3D printed and stimulus responsive drug delivery systems based on synthetic polyelectrolyte hydrogels manufactured via digital light processing

Abstract

Hydrogels are three-dimensional hydrophilic polymeric networks absorbing up to and even more than 90 wt% of water. These superabsorbent polymers retain their shape during the swelling process while enlarging their volume and mass. In addition to their swelling behavior, hydrogels can possess other interesting properties, such as biocompatibility, good rheological behavior, or even antimicrobial activity. This versatility qualifies hydrogels for many medical applications, especially drug delivery systems. As recently shown, polyelectrolyte-based hydrogels offer beneficial properties for long-term and stimulus-responsive applications. However, the fabrication of complex structures and shapes can be difficult to achieve with common polymerization methods. This obstacle can be overcome by the use of additive manufacturing. 3D printing technology is gaining more and more attention as a method of producing materials for biomedical applications and medical devices. Photopolymerizing 3D printing methods offer superior resolution and high control of the photopolymerization process, allowing the fabrication of complex and customizable designs while being less wasteful.

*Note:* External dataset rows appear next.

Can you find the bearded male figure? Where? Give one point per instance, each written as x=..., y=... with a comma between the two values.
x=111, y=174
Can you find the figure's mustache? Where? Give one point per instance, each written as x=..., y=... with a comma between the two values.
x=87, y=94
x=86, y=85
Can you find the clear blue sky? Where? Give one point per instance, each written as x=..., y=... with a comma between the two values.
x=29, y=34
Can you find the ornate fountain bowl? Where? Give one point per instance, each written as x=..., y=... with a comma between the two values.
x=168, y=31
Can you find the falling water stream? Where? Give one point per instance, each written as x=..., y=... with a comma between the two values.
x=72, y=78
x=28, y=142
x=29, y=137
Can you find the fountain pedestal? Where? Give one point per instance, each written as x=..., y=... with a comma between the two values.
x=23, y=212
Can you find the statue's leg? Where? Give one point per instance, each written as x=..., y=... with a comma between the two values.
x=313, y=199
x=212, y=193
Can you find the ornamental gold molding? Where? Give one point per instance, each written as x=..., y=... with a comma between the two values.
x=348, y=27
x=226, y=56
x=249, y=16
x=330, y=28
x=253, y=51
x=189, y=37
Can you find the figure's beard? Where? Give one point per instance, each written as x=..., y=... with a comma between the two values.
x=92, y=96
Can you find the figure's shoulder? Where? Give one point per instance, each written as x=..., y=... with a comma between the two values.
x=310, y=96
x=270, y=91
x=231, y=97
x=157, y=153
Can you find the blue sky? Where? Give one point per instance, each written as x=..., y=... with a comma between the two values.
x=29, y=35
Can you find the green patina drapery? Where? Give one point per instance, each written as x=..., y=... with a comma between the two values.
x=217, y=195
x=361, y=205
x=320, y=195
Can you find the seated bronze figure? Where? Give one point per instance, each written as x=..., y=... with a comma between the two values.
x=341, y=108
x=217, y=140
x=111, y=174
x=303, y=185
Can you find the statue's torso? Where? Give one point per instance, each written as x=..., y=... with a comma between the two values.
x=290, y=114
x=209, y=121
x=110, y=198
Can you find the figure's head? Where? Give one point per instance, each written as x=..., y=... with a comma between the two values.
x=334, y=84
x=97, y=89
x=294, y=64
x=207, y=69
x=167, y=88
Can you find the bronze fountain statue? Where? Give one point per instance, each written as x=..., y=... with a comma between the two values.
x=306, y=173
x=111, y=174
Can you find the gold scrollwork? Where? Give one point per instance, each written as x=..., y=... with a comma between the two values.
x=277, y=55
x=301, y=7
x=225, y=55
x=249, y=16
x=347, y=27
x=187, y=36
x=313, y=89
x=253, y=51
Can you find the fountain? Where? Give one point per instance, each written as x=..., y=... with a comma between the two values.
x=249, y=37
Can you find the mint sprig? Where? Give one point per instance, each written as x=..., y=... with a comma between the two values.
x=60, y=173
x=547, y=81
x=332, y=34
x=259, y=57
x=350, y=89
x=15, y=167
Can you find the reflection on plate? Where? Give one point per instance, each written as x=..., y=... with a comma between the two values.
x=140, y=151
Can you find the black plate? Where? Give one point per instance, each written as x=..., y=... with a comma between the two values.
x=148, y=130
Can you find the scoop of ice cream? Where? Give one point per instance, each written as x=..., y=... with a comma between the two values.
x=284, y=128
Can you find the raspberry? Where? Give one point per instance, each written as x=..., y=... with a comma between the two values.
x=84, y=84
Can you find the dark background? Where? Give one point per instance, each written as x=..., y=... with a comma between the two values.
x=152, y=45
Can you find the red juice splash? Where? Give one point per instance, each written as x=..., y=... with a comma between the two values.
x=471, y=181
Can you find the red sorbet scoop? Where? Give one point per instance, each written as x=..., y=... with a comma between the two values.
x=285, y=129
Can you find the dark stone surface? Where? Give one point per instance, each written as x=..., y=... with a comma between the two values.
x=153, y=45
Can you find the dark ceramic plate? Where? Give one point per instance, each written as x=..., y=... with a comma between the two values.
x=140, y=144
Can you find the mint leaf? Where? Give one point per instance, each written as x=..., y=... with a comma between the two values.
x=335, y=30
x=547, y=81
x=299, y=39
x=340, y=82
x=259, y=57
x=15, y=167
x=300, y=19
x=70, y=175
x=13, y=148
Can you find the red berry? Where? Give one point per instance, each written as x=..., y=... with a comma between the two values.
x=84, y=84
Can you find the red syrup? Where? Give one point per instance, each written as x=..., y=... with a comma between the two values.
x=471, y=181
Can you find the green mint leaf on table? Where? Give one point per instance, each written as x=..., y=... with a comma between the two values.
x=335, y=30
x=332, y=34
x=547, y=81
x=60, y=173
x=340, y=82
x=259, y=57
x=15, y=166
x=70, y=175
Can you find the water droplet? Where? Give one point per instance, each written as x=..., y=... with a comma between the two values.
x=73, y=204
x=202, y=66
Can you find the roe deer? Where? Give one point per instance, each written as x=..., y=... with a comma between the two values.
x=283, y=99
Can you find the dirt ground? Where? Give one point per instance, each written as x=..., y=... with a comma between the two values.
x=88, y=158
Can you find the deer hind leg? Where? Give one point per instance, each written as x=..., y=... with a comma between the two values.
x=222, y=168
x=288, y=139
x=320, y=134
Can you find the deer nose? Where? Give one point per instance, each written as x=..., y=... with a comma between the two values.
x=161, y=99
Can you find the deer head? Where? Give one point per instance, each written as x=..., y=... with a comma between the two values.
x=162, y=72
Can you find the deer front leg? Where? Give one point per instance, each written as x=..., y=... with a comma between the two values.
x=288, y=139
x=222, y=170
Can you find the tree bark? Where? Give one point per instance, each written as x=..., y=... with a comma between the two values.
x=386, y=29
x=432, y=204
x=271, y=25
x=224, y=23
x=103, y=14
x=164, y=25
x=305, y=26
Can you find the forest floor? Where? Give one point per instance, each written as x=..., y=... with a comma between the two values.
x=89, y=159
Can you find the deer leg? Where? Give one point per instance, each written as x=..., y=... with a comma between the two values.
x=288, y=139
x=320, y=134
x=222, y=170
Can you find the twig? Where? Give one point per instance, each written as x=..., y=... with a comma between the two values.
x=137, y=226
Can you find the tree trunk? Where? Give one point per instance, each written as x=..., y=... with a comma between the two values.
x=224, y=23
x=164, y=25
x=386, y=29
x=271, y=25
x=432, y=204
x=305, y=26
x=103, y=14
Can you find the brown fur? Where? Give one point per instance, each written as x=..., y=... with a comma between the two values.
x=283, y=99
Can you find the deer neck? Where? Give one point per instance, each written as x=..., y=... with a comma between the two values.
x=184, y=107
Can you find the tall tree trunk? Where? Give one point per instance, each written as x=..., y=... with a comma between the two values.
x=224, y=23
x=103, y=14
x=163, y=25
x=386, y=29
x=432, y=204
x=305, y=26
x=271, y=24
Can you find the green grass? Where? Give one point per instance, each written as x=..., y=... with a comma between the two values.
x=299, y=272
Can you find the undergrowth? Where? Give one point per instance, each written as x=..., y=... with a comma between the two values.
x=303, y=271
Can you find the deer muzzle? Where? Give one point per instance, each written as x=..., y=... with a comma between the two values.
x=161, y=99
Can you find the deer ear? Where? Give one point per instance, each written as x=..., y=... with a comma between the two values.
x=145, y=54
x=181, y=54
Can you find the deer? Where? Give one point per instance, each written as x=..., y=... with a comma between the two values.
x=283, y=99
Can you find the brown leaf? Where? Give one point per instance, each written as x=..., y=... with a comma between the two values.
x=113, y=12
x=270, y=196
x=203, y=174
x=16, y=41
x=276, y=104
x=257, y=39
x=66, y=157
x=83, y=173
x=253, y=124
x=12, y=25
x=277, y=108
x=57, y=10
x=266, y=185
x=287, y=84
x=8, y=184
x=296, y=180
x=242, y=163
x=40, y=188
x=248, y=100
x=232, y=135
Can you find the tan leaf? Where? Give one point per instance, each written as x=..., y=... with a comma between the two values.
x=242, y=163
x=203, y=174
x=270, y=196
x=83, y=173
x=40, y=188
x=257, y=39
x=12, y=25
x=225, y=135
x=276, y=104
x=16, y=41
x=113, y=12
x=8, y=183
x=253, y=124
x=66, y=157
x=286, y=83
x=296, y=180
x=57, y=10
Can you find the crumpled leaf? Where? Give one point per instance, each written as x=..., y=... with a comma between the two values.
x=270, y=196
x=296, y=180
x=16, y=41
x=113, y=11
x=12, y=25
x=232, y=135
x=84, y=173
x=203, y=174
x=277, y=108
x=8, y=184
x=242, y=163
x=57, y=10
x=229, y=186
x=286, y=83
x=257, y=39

In this work, novel synthetic hydrogels, consisting of [2-(acryloyloxy) ethyl]trimethylammonium chloride (AETMA) as an electrolyte monomer and poly(ethylene glycol)-diacrylate (PEGDA) as a crosslinker, 3D printed via Digital Light Processing (DLP) using a layer height of 100 μm, are reported. The hydrogels obtained showed a high swelling degree q^∞_m,t ∼ 12 (24 h in PBS; pH 7; 37 °C) and adjustable mechanical properties with high stretchability (ε_max ∼ 300%). Additionally, we embedded the model drug acetylsalicylic acid (ASA) and investigated its stimulus-responsive drug release behaviour in different release media. The stimulus responsiveness of the hydrogels is mirrored in their release behavior and could be exploited in triggered as well as sequential release studies, demonstrating a clear ion exchange behavior. The received 3D-printed drug depots could also be printed in complex hollow geometry, exemplarily demonstrated via an individualized frontal neo-ostium implant prototype. Consequently, a drug-releasing, flexible, and swellable material was obtained, combining the best of both worlds: the properties of hydrogels and the ability to print complex shapes.